Open Source Code Tracking Offered to ISVs
Do you have open source code in your proprietary solution? Or, could the situation be reversed, such as Microsoft's recent claim
that open source solutions infringe on 235 of its patents. Such questions have been heating up of late.
One company, Palamida, is specifically focused on tracking intellectual property in open source code. The company provides its software suite to independent software vendors (ISVs) and corporate software users to assure the security and compliance of various open source solutions, as well as to track known vulnerabilities.
To help software vendors settle intellectual property and compliance issues up front, Palamida is offering its solutions to ISV members of the Open Solutions Alliance (OSA). The OSA is a vendor-neutral coalition that fosters interoperability among open solutions.
Palamida became an early member of the OSA from its inception because of the OSA's mission -- to accelerate the adoption of open source into the enterprise, said Theresa Bui Friday, vice president and cofounder of Palamida.

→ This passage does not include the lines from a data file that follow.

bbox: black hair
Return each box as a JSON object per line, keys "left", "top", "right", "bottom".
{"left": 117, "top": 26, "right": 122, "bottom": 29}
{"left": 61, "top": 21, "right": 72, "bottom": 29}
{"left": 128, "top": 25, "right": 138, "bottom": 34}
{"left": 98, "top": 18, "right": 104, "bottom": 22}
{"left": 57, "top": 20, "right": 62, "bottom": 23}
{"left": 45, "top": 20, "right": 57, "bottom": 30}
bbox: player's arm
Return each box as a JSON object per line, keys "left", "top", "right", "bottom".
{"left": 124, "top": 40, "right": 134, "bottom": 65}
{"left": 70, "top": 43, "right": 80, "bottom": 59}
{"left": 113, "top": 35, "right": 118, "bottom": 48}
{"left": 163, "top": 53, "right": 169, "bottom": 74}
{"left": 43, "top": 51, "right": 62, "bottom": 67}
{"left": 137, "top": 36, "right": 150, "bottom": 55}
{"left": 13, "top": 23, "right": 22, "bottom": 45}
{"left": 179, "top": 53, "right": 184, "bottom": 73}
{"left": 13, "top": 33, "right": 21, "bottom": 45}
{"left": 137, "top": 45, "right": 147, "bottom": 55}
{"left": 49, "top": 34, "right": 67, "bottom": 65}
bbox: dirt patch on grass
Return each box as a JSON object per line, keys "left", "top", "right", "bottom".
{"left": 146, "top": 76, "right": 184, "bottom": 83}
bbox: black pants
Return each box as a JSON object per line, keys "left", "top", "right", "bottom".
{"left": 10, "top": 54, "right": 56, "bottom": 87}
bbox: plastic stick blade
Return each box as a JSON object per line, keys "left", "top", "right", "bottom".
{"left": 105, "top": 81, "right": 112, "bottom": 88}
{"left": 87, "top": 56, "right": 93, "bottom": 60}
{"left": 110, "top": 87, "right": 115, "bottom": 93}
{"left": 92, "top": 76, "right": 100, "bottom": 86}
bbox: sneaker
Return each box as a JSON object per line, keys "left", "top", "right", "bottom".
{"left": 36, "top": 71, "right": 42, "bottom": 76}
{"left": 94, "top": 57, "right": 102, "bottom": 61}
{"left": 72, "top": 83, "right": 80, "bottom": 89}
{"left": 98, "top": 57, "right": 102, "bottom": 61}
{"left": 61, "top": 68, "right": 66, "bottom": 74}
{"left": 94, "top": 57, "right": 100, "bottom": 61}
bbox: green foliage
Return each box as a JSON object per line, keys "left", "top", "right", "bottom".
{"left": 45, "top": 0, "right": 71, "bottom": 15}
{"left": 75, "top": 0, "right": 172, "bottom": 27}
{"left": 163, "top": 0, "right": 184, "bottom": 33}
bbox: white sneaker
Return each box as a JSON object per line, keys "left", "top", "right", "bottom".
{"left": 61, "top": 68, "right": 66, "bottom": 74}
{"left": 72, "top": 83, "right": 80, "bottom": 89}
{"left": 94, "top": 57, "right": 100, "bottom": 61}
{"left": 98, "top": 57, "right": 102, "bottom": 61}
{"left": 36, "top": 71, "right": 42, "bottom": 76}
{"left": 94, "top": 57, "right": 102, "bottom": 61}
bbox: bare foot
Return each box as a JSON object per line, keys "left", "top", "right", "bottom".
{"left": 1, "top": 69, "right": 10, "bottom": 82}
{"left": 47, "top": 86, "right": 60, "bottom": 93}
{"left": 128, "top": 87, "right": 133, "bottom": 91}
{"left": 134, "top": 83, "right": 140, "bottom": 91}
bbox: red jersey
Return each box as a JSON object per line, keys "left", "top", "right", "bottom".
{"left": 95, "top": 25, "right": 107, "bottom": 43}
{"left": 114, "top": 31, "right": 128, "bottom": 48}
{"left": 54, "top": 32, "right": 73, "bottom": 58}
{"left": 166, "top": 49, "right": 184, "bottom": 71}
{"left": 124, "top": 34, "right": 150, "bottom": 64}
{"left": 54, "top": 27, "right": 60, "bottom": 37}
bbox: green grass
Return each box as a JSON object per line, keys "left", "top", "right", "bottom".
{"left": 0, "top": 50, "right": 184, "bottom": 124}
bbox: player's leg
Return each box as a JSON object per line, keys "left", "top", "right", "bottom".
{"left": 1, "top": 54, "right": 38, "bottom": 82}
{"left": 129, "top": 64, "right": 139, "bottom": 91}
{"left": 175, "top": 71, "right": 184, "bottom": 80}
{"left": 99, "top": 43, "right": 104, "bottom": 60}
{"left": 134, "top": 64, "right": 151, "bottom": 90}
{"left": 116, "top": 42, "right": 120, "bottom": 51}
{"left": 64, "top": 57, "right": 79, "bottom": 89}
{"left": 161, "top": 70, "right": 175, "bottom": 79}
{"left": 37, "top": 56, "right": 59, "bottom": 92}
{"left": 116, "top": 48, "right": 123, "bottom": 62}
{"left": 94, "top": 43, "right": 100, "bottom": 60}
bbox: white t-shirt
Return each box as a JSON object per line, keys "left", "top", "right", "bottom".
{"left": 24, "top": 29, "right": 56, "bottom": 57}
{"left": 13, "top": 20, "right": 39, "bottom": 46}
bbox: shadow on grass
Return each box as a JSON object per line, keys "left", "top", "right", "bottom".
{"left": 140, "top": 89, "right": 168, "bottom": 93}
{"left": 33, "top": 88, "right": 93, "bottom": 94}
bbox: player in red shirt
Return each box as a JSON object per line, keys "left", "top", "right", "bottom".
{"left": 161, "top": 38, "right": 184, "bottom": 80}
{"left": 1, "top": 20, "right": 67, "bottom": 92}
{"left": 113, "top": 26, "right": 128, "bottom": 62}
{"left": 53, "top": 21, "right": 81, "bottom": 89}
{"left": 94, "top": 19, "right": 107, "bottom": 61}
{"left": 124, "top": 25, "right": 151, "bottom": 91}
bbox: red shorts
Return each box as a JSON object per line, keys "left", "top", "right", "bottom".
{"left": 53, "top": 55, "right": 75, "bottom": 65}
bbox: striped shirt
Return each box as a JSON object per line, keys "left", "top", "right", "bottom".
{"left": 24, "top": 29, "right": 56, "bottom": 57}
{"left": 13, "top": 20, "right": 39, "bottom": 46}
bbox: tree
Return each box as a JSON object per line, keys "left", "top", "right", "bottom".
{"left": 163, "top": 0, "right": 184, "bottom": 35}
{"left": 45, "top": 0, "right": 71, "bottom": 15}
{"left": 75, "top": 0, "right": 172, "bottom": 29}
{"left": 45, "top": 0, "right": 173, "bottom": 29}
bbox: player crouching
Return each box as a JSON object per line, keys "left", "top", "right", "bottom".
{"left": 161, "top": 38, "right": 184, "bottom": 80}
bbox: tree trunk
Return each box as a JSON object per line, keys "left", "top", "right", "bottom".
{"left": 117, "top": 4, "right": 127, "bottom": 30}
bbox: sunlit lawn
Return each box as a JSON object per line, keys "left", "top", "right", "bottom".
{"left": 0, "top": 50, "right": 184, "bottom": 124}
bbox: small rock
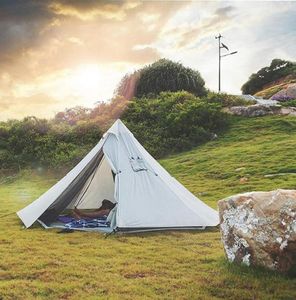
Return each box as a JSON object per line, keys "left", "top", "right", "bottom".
{"left": 218, "top": 189, "right": 296, "bottom": 274}
{"left": 239, "top": 177, "right": 248, "bottom": 183}
{"left": 235, "top": 167, "right": 246, "bottom": 172}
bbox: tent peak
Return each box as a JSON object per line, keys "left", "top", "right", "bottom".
{"left": 107, "top": 119, "right": 132, "bottom": 137}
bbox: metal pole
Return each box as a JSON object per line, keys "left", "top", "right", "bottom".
{"left": 218, "top": 35, "right": 221, "bottom": 92}
{"left": 215, "top": 34, "right": 237, "bottom": 93}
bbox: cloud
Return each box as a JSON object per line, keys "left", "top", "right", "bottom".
{"left": 0, "top": 0, "right": 189, "bottom": 120}
{"left": 0, "top": 1, "right": 143, "bottom": 68}
{"left": 215, "top": 5, "right": 235, "bottom": 18}
{"left": 49, "top": 0, "right": 141, "bottom": 21}
{"left": 0, "top": 0, "right": 182, "bottom": 72}
{"left": 67, "top": 36, "right": 84, "bottom": 45}
{"left": 0, "top": 93, "right": 59, "bottom": 120}
{"left": 0, "top": 1, "right": 54, "bottom": 66}
{"left": 0, "top": 1, "right": 295, "bottom": 120}
{"left": 159, "top": 5, "right": 237, "bottom": 49}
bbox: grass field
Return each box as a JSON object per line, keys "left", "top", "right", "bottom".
{"left": 0, "top": 116, "right": 296, "bottom": 299}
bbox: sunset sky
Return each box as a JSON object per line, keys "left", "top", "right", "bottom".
{"left": 0, "top": 0, "right": 295, "bottom": 120}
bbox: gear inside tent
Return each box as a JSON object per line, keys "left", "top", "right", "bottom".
{"left": 17, "top": 119, "right": 219, "bottom": 233}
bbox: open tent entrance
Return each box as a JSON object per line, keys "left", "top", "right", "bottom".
{"left": 39, "top": 153, "right": 117, "bottom": 232}
{"left": 68, "top": 155, "right": 115, "bottom": 210}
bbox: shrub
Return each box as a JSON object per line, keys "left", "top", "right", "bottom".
{"left": 122, "top": 91, "right": 228, "bottom": 157}
{"left": 135, "top": 59, "right": 207, "bottom": 98}
{"left": 0, "top": 117, "right": 102, "bottom": 169}
{"left": 203, "top": 92, "right": 256, "bottom": 107}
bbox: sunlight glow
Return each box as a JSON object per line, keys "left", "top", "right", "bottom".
{"left": 68, "top": 64, "right": 102, "bottom": 101}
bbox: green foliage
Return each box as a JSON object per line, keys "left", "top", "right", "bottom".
{"left": 0, "top": 117, "right": 102, "bottom": 169}
{"left": 204, "top": 92, "right": 256, "bottom": 107}
{"left": 123, "top": 91, "right": 228, "bottom": 157}
{"left": 280, "top": 99, "right": 296, "bottom": 107}
{"left": 0, "top": 91, "right": 230, "bottom": 169}
{"left": 135, "top": 59, "right": 207, "bottom": 98}
{"left": 54, "top": 97, "right": 130, "bottom": 130}
{"left": 54, "top": 106, "right": 91, "bottom": 125}
{"left": 1, "top": 115, "right": 296, "bottom": 299}
{"left": 241, "top": 59, "right": 296, "bottom": 95}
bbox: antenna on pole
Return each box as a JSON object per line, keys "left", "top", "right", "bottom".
{"left": 215, "top": 34, "right": 237, "bottom": 92}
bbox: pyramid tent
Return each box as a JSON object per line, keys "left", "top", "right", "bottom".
{"left": 17, "top": 119, "right": 219, "bottom": 233}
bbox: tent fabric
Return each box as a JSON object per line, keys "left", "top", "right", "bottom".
{"left": 17, "top": 139, "right": 106, "bottom": 228}
{"left": 67, "top": 156, "right": 115, "bottom": 210}
{"left": 17, "top": 119, "right": 219, "bottom": 231}
{"left": 38, "top": 150, "right": 104, "bottom": 224}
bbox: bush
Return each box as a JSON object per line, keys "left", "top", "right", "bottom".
{"left": 204, "top": 92, "right": 256, "bottom": 107}
{"left": 122, "top": 91, "right": 228, "bottom": 157}
{"left": 0, "top": 92, "right": 229, "bottom": 168}
{"left": 0, "top": 117, "right": 102, "bottom": 169}
{"left": 135, "top": 59, "right": 207, "bottom": 98}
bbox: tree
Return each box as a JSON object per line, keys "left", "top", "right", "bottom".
{"left": 136, "top": 59, "right": 206, "bottom": 98}
{"left": 241, "top": 59, "right": 296, "bottom": 95}
{"left": 54, "top": 106, "right": 91, "bottom": 125}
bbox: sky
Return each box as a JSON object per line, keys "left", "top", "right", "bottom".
{"left": 0, "top": 0, "right": 295, "bottom": 121}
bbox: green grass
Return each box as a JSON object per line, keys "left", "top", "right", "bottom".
{"left": 255, "top": 84, "right": 283, "bottom": 99}
{"left": 254, "top": 78, "right": 296, "bottom": 99}
{"left": 281, "top": 99, "right": 296, "bottom": 108}
{"left": 161, "top": 116, "right": 296, "bottom": 205}
{"left": 1, "top": 116, "right": 296, "bottom": 299}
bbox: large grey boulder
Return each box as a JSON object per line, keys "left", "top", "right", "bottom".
{"left": 218, "top": 189, "right": 296, "bottom": 274}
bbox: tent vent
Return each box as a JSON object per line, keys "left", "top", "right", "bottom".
{"left": 130, "top": 156, "right": 147, "bottom": 172}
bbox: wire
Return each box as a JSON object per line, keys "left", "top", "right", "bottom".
{"left": 0, "top": 211, "right": 15, "bottom": 218}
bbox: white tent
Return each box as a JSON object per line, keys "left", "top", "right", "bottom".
{"left": 17, "top": 119, "right": 219, "bottom": 233}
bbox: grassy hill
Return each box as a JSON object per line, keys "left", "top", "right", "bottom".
{"left": 0, "top": 116, "right": 296, "bottom": 299}
{"left": 254, "top": 75, "right": 296, "bottom": 99}
{"left": 161, "top": 115, "right": 296, "bottom": 205}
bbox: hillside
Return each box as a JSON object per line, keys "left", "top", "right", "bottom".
{"left": 0, "top": 116, "right": 296, "bottom": 299}
{"left": 161, "top": 115, "right": 296, "bottom": 207}
{"left": 241, "top": 58, "right": 296, "bottom": 98}
{"left": 255, "top": 74, "right": 296, "bottom": 99}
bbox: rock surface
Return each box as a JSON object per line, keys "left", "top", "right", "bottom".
{"left": 218, "top": 189, "right": 296, "bottom": 274}
{"left": 224, "top": 105, "right": 296, "bottom": 117}
{"left": 271, "top": 83, "right": 296, "bottom": 101}
{"left": 223, "top": 105, "right": 281, "bottom": 117}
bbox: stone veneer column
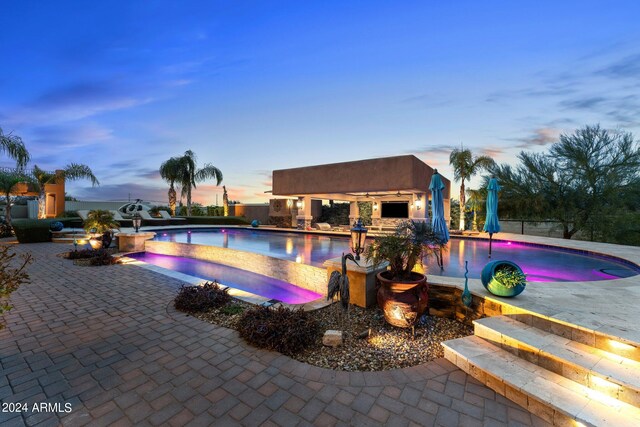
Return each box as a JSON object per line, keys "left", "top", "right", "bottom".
{"left": 371, "top": 200, "right": 381, "bottom": 227}
{"left": 296, "top": 196, "right": 313, "bottom": 229}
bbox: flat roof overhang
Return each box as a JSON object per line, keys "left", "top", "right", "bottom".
{"left": 272, "top": 155, "right": 450, "bottom": 200}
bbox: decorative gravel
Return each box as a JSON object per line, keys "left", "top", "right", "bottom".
{"left": 192, "top": 300, "right": 473, "bottom": 372}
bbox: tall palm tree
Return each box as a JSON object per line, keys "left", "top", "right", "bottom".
{"left": 159, "top": 157, "right": 181, "bottom": 215}
{"left": 0, "top": 127, "right": 30, "bottom": 169}
{"left": 32, "top": 164, "right": 99, "bottom": 219}
{"left": 0, "top": 170, "right": 32, "bottom": 225}
{"left": 466, "top": 188, "right": 485, "bottom": 232}
{"left": 174, "top": 150, "right": 223, "bottom": 216}
{"left": 449, "top": 147, "right": 495, "bottom": 231}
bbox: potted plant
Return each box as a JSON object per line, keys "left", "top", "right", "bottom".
{"left": 481, "top": 260, "right": 526, "bottom": 297}
{"left": 83, "top": 210, "right": 120, "bottom": 249}
{"left": 365, "top": 220, "right": 445, "bottom": 328}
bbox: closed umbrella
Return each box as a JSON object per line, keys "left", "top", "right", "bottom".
{"left": 429, "top": 169, "right": 450, "bottom": 268}
{"left": 483, "top": 177, "right": 501, "bottom": 258}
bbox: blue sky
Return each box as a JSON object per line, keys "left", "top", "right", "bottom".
{"left": 1, "top": 1, "right": 639, "bottom": 204}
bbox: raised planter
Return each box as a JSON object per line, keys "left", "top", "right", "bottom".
{"left": 481, "top": 260, "right": 526, "bottom": 297}
{"left": 376, "top": 271, "right": 429, "bottom": 328}
{"left": 115, "top": 232, "right": 156, "bottom": 252}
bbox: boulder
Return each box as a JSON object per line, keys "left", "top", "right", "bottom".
{"left": 322, "top": 330, "right": 343, "bottom": 347}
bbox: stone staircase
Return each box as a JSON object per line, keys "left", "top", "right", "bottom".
{"left": 51, "top": 229, "right": 92, "bottom": 244}
{"left": 443, "top": 314, "right": 640, "bottom": 426}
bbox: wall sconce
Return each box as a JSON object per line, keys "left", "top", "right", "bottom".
{"left": 373, "top": 202, "right": 378, "bottom": 211}
{"left": 286, "top": 199, "right": 293, "bottom": 208}
{"left": 414, "top": 195, "right": 422, "bottom": 210}
{"left": 296, "top": 199, "right": 303, "bottom": 209}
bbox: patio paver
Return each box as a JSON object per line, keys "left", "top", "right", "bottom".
{"left": 0, "top": 242, "right": 549, "bottom": 426}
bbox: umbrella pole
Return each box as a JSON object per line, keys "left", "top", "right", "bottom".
{"left": 489, "top": 233, "right": 493, "bottom": 258}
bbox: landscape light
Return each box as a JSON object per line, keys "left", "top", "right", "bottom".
{"left": 132, "top": 214, "right": 142, "bottom": 232}
{"left": 350, "top": 218, "right": 368, "bottom": 261}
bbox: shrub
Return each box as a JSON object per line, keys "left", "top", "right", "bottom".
{"left": 174, "top": 282, "right": 231, "bottom": 312}
{"left": 12, "top": 218, "right": 79, "bottom": 243}
{"left": 0, "top": 246, "right": 32, "bottom": 329}
{"left": 184, "top": 216, "right": 250, "bottom": 226}
{"left": 66, "top": 248, "right": 100, "bottom": 259}
{"left": 238, "top": 306, "right": 320, "bottom": 356}
{"left": 89, "top": 250, "right": 119, "bottom": 266}
{"left": 57, "top": 210, "right": 79, "bottom": 218}
{"left": 0, "top": 219, "right": 13, "bottom": 238}
{"left": 65, "top": 248, "right": 118, "bottom": 265}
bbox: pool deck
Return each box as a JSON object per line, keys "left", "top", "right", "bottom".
{"left": 428, "top": 232, "right": 640, "bottom": 347}
{"left": 0, "top": 239, "right": 549, "bottom": 426}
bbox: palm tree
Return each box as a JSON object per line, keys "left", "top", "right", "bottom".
{"left": 174, "top": 150, "right": 223, "bottom": 216}
{"left": 0, "top": 170, "right": 32, "bottom": 225}
{"left": 0, "top": 127, "right": 30, "bottom": 169}
{"left": 32, "top": 164, "right": 99, "bottom": 219}
{"left": 159, "top": 157, "right": 181, "bottom": 215}
{"left": 466, "top": 188, "right": 484, "bottom": 232}
{"left": 449, "top": 147, "right": 495, "bottom": 231}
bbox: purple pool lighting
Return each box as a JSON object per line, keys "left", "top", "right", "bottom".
{"left": 128, "top": 252, "right": 322, "bottom": 304}
{"left": 152, "top": 228, "right": 640, "bottom": 283}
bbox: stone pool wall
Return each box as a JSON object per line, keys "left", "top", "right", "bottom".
{"left": 144, "top": 241, "right": 327, "bottom": 295}
{"left": 428, "top": 282, "right": 530, "bottom": 326}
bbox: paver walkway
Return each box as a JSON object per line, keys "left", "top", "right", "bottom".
{"left": 0, "top": 242, "right": 549, "bottom": 426}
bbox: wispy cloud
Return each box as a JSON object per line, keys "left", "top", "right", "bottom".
{"left": 512, "top": 127, "right": 562, "bottom": 148}
{"left": 597, "top": 53, "right": 640, "bottom": 80}
{"left": 3, "top": 81, "right": 153, "bottom": 126}
{"left": 29, "top": 123, "right": 113, "bottom": 149}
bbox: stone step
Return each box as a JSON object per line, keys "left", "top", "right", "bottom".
{"left": 474, "top": 316, "right": 640, "bottom": 407}
{"left": 510, "top": 313, "right": 640, "bottom": 363}
{"left": 51, "top": 236, "right": 92, "bottom": 244}
{"left": 443, "top": 335, "right": 640, "bottom": 426}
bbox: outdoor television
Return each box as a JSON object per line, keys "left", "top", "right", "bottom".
{"left": 381, "top": 202, "right": 409, "bottom": 218}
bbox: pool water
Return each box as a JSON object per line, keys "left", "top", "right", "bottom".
{"left": 153, "top": 228, "right": 640, "bottom": 282}
{"left": 128, "top": 252, "right": 322, "bottom": 304}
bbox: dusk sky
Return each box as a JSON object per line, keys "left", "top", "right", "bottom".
{"left": 2, "top": 1, "right": 640, "bottom": 205}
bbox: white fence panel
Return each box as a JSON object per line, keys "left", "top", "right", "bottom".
{"left": 27, "top": 200, "right": 38, "bottom": 219}
{"left": 65, "top": 201, "right": 128, "bottom": 212}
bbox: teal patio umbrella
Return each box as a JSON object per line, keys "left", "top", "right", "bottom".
{"left": 429, "top": 170, "right": 449, "bottom": 268}
{"left": 483, "top": 177, "right": 501, "bottom": 258}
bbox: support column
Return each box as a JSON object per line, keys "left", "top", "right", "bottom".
{"left": 296, "top": 196, "right": 313, "bottom": 229}
{"left": 371, "top": 200, "right": 382, "bottom": 228}
{"left": 349, "top": 201, "right": 359, "bottom": 226}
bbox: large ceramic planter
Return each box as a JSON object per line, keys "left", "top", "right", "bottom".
{"left": 481, "top": 260, "right": 526, "bottom": 297}
{"left": 376, "top": 271, "right": 429, "bottom": 328}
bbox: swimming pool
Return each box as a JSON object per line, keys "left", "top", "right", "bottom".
{"left": 128, "top": 252, "right": 322, "bottom": 304}
{"left": 152, "top": 228, "right": 640, "bottom": 282}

She added that it's fair to say that enterprise customers are using more open source software than they realize. Palamida's mission is to take away security and vulnerability hurdles considered by companies using open source software.
"Enterprises need to stop thinking about open source as different from proprietary solutions," she emphasized.
For instance, about 70 percent of open source software is licensed under the Free Software Foundation's General Public License (GPL), Bui Friday said. ISVs could move the licensing to using GPL version 3, and that might be something that companies would want to track. Palamida's solution lets companies set the policies for such changes, using white lists for acceptable usage and black lists for products and aspects they don't want.
"Our customers will have made up their minds about whether GPLv3 is right for them," she said. Our job at Palamida is to track the change."
For ISVs, Palamida's products help track changes that occur when solutions are combined after mergers and acquisitions. The company's IP Amplifier solution taps into a compliance library that includes more than 140,000 open source solution projects. The library includes code snippets, Java namespaces, IDs for binary files and various programming language signatures.
In addition, Palamida's Vulnerability Reporting Solution flags known security issues in open source software. It uses information from the National Vulnerability Database, which is sponsored by the U.S. Department of Homeland Security and run by the National Institute of Standards and Technology.
Palamida was formed about four years ago. Its founders -- including Theresa Bui Friday, Jeff Luscz and Ray Waldin -- had worked together at an earlier software development company and had experienced just how difficult it was to manually track open source code. A deal with IBM had faltered because of it, and that experience led to the formation of Palamida, Bui Friday said.
Palamida's solutions can change such difficulties for ISVs, Bui Friday emphasized.
"No one has ever used a Palamida solution that has not found five times more open source code than they anticipated," she said.
Kurt Mackie is online news editor, Enterprise Group, at 1105 Media Inc.